Was Vladimir Lenin really quoted with "how to destroy the west"?

by coltonious

A quote I have just discovered:

"Corrupt the young. Get them away from religion. Encourage interest in sex. Make them superficial by focusing their attention on sports, sensual entertainments and other trivialities. Always preach true democracy, but seize power as fast and as ruthlessly as possible. Encourage government extravagance, destroy its credit. Produce fear with rising prices, inflation and general discontent. Encourage disorders and foster a lenient attitude towards disorders. By specious argument cause the break down of moral virtues: Honesty, sobriety, self restraint. Cause registration of fire arms to leave the population defenseless"

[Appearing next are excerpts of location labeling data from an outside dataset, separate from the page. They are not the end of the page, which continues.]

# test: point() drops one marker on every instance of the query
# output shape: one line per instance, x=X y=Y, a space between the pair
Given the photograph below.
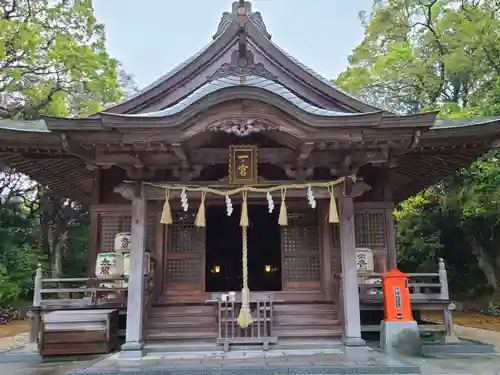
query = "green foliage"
x=9 y=290
x=426 y=54
x=53 y=59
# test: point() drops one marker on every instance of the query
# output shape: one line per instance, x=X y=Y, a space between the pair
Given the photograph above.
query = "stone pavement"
x=479 y=335
x=462 y=365
x=19 y=368
x=14 y=341
x=305 y=361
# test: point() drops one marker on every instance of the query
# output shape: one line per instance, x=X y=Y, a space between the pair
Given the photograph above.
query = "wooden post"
x=444 y=295
x=391 y=239
x=133 y=347
x=325 y=231
x=353 y=342
x=35 y=309
x=443 y=280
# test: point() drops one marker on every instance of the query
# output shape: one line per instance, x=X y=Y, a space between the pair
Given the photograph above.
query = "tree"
x=427 y=54
x=53 y=59
x=420 y=55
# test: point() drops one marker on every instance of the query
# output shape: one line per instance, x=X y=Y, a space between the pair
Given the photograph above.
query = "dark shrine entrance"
x=224 y=250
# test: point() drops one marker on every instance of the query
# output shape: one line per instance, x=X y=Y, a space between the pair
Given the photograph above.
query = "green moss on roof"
x=447 y=123
x=37 y=126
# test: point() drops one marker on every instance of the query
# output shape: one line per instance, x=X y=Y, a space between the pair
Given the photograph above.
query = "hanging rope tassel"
x=166 y=214
x=283 y=218
x=333 y=215
x=245 y=316
x=200 y=221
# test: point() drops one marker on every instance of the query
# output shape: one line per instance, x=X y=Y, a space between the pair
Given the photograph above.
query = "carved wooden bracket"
x=188 y=173
x=242 y=127
x=75 y=149
x=242 y=65
x=298 y=173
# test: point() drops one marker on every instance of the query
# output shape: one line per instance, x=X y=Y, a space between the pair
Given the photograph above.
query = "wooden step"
x=183 y=323
x=181 y=335
x=304 y=320
x=179 y=310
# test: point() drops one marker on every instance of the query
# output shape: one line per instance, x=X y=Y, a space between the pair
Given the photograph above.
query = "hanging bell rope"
x=200 y=221
x=219 y=190
x=283 y=218
x=333 y=215
x=245 y=317
x=166 y=214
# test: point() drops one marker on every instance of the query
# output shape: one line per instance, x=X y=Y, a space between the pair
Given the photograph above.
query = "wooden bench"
x=79 y=332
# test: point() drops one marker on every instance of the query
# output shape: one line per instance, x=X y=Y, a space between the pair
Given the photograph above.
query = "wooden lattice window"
x=185 y=253
x=336 y=258
x=300 y=240
x=370 y=230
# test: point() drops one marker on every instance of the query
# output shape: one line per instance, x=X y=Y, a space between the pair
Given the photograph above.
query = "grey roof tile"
x=448 y=123
x=234 y=81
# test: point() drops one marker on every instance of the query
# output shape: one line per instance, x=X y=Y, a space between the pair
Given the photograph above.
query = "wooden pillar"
x=325 y=231
x=391 y=239
x=133 y=347
x=353 y=342
x=93 y=249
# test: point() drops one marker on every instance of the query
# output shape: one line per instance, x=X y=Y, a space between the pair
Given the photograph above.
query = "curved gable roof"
x=236 y=81
x=227 y=33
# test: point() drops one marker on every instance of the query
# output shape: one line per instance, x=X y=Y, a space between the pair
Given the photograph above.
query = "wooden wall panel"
x=184 y=262
x=300 y=250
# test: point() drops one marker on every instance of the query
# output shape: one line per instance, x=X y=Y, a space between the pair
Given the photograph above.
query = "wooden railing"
x=90 y=294
x=423 y=286
x=260 y=332
x=428 y=291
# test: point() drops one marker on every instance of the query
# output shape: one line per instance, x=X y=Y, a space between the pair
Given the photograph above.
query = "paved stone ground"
x=14 y=341
x=480 y=335
x=449 y=364
x=18 y=368
x=462 y=365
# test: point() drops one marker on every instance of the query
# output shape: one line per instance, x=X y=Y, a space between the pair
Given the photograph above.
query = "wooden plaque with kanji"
x=243 y=164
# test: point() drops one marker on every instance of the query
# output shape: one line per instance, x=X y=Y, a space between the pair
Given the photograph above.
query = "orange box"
x=397 y=306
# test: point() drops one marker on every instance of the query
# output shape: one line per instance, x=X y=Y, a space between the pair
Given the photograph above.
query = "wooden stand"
x=78 y=332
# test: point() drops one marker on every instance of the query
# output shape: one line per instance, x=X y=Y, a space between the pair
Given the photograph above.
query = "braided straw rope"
x=245 y=317
x=250 y=188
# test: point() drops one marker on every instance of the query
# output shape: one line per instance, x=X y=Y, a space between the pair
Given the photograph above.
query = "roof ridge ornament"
x=242 y=66
x=242 y=127
x=238 y=12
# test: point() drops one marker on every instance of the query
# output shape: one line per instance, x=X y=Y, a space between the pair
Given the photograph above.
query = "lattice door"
x=185 y=254
x=370 y=232
x=301 y=259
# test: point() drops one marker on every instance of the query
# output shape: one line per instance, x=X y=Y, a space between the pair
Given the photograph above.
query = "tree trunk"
x=489 y=266
x=57 y=249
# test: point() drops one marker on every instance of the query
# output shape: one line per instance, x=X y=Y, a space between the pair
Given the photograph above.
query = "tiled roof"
x=35 y=126
x=447 y=123
x=235 y=81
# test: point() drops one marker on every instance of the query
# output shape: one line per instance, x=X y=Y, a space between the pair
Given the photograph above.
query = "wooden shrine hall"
x=256 y=187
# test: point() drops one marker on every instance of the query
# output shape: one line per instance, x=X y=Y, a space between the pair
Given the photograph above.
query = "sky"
x=150 y=37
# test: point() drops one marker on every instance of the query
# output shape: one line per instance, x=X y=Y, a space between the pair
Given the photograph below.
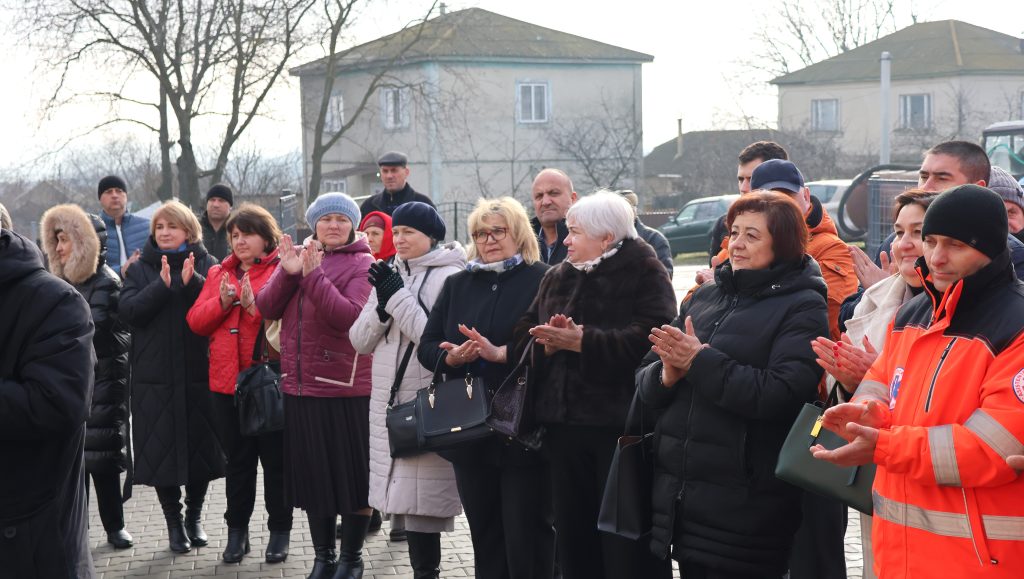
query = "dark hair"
x=251 y=218
x=918 y=197
x=764 y=150
x=974 y=162
x=785 y=221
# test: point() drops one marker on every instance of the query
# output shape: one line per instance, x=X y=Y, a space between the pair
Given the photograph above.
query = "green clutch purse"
x=852 y=485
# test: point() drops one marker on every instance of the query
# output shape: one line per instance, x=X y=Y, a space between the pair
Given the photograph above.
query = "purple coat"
x=315 y=313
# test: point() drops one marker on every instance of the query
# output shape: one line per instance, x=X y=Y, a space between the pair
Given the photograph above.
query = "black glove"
x=386 y=281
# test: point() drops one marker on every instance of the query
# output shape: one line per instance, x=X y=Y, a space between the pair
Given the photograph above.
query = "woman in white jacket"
x=847 y=361
x=420 y=491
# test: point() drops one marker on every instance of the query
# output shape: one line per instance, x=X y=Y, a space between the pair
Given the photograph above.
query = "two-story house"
x=480 y=102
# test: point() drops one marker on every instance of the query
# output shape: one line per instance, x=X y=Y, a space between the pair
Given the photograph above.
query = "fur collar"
x=84 y=259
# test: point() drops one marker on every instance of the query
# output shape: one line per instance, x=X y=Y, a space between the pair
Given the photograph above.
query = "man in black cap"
x=126 y=233
x=219 y=201
x=394 y=172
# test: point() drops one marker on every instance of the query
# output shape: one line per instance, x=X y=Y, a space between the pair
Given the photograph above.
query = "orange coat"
x=951 y=373
x=833 y=256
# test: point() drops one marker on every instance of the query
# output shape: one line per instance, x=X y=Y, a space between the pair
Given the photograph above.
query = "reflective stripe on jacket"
x=951 y=373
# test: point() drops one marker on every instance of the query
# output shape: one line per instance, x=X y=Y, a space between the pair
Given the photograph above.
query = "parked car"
x=690 y=230
x=829 y=193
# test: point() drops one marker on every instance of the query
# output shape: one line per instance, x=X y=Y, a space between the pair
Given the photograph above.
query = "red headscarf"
x=383 y=220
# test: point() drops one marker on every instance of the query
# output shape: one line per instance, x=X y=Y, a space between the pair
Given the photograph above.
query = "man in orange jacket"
x=942 y=408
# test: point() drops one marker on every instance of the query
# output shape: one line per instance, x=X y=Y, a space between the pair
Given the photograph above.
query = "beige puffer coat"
x=422 y=485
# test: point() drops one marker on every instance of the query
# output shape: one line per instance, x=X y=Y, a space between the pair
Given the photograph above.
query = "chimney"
x=679 y=138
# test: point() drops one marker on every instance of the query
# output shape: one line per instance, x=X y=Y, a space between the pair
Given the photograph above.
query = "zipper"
x=718 y=324
x=298 y=348
x=935 y=376
x=970 y=528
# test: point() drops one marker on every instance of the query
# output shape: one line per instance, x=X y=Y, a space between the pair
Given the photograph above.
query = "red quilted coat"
x=232 y=332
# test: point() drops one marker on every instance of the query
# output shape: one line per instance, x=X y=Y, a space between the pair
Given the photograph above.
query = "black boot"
x=194 y=523
x=353 y=533
x=176 y=534
x=238 y=545
x=322 y=529
x=276 y=546
x=425 y=554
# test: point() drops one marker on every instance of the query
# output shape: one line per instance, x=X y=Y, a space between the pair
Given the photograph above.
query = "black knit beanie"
x=111 y=181
x=972 y=214
x=221 y=191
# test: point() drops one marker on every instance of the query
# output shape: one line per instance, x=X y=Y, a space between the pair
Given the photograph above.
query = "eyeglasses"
x=497 y=234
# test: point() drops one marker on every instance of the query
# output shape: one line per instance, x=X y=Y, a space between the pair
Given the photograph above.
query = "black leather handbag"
x=626 y=503
x=402 y=436
x=509 y=414
x=797 y=465
x=257 y=394
x=453 y=412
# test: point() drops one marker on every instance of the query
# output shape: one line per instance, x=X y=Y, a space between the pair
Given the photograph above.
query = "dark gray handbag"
x=797 y=465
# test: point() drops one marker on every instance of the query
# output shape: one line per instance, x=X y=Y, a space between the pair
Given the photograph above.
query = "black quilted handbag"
x=509 y=407
x=453 y=412
x=257 y=394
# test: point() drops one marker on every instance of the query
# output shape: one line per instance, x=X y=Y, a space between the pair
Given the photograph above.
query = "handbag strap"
x=400 y=373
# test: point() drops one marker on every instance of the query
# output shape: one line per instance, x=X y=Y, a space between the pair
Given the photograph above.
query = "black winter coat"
x=617 y=302
x=46 y=366
x=716 y=498
x=173 y=426
x=107 y=429
x=493 y=303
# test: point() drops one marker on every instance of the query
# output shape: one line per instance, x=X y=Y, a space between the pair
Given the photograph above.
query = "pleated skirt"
x=327 y=454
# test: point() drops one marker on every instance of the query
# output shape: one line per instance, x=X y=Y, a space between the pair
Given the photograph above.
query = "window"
x=532 y=102
x=335 y=113
x=915 y=112
x=395 y=108
x=334 y=185
x=824 y=115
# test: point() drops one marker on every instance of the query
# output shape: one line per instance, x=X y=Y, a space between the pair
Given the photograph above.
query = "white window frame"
x=335 y=117
x=535 y=117
x=906 y=111
x=334 y=185
x=393 y=97
x=818 y=117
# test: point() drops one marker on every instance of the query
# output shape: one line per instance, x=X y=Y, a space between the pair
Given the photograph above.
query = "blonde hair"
x=516 y=219
x=181 y=216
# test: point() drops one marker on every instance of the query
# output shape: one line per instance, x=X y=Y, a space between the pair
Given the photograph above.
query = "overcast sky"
x=697 y=74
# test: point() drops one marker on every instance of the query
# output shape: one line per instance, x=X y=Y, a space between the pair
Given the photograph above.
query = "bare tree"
x=605 y=146
x=799 y=33
x=201 y=57
x=337 y=16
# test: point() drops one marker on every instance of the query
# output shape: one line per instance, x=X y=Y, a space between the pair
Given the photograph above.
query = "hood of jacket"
x=451 y=253
x=18 y=257
x=84 y=259
x=152 y=253
x=780 y=278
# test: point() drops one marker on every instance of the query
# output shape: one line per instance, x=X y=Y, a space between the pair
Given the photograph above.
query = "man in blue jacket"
x=127 y=234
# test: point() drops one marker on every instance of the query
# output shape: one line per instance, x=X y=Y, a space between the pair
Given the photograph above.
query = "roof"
x=923 y=50
x=475 y=34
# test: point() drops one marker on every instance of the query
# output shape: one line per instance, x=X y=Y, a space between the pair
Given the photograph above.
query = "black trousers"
x=244 y=454
x=170 y=497
x=818 y=550
x=510 y=520
x=580 y=457
x=109 y=500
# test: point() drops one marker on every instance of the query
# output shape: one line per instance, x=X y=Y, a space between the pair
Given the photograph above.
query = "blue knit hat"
x=421 y=217
x=333 y=203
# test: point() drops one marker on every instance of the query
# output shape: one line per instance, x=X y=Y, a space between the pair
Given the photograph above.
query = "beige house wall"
x=463 y=137
x=962 y=107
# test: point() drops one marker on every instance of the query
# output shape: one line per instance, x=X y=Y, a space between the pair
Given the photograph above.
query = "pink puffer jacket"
x=316 y=313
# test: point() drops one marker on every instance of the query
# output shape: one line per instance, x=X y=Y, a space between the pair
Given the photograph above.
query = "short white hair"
x=603 y=213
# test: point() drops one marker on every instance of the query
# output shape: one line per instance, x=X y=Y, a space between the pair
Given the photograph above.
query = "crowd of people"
x=123 y=340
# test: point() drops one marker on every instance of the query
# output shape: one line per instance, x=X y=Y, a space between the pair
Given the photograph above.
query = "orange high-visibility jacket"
x=951 y=373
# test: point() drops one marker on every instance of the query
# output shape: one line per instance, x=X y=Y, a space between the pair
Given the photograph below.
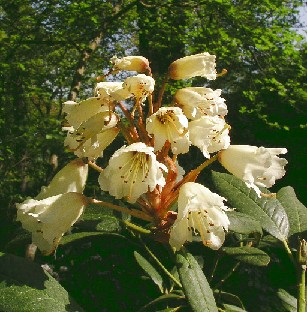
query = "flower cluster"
x=145 y=170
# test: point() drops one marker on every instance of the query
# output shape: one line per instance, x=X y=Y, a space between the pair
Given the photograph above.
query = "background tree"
x=48 y=48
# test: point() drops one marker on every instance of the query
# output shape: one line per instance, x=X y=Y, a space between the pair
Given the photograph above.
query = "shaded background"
x=51 y=51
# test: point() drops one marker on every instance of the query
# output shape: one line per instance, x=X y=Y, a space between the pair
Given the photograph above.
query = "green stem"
x=301 y=304
x=160 y=96
x=133 y=212
x=162 y=266
x=220 y=283
x=288 y=250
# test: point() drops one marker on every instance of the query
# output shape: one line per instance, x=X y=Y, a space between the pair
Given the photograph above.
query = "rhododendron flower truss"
x=209 y=134
x=256 y=166
x=132 y=171
x=200 y=213
x=48 y=219
x=169 y=124
x=202 y=64
x=93 y=136
x=198 y=101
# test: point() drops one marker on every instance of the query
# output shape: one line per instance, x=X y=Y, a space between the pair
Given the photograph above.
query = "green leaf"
x=164 y=299
x=232 y=308
x=243 y=223
x=229 y=298
x=99 y=219
x=288 y=302
x=73 y=238
x=194 y=282
x=25 y=286
x=249 y=255
x=296 y=211
x=150 y=270
x=268 y=211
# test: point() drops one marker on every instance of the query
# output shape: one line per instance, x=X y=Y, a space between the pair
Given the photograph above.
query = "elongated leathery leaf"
x=26 y=287
x=250 y=255
x=150 y=270
x=268 y=211
x=243 y=223
x=195 y=285
x=296 y=211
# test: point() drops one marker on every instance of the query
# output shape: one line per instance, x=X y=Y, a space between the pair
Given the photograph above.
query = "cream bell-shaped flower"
x=49 y=218
x=202 y=64
x=199 y=101
x=79 y=112
x=200 y=213
x=132 y=171
x=210 y=134
x=110 y=91
x=256 y=166
x=104 y=89
x=140 y=86
x=169 y=124
x=93 y=136
x=71 y=178
x=135 y=63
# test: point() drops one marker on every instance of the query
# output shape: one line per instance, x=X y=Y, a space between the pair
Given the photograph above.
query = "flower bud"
x=199 y=101
x=202 y=64
x=256 y=166
x=134 y=63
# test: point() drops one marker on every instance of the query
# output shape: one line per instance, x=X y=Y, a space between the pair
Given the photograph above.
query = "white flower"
x=48 y=219
x=199 y=101
x=135 y=63
x=71 y=178
x=210 y=134
x=180 y=171
x=169 y=124
x=56 y=208
x=132 y=171
x=140 y=86
x=202 y=64
x=77 y=113
x=256 y=166
x=105 y=89
x=200 y=212
x=93 y=135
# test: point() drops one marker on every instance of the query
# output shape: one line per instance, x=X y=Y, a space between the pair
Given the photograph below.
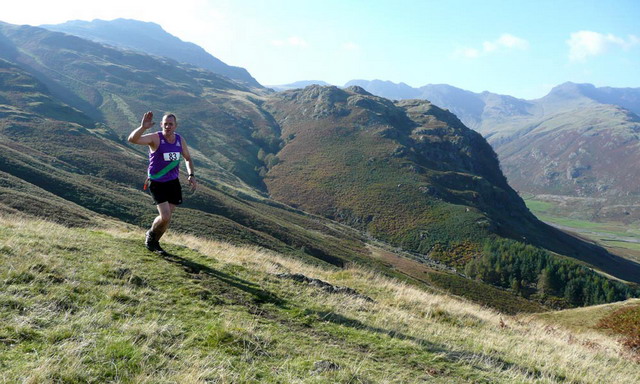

Is this something that was actually said, supposedly around 1912? This seems a little on the nose, and I seem to be unable to find a scholarly source confirming it. I'm not much of a history buff, though, so I'm not sure what sources are reliable and what aren't.

TheGoshDarnedBatman

While more can always be said, and it’s hard to prove a negative, there’s no evidence of this list published before 1946. It seems to have been published in the UK then made its way into American right wing circles like the John Birch Society in the 1960s. It’s a pretty common way of attacking enemies: make the qualities of the thing you oppose (modern liberal society) conflated with those of a group already unpopular (Soviets). But your instincts that is too on the nose seem right, there’s nothing evidence Lenin ever said this and it’s a popular late twentieth century chain message.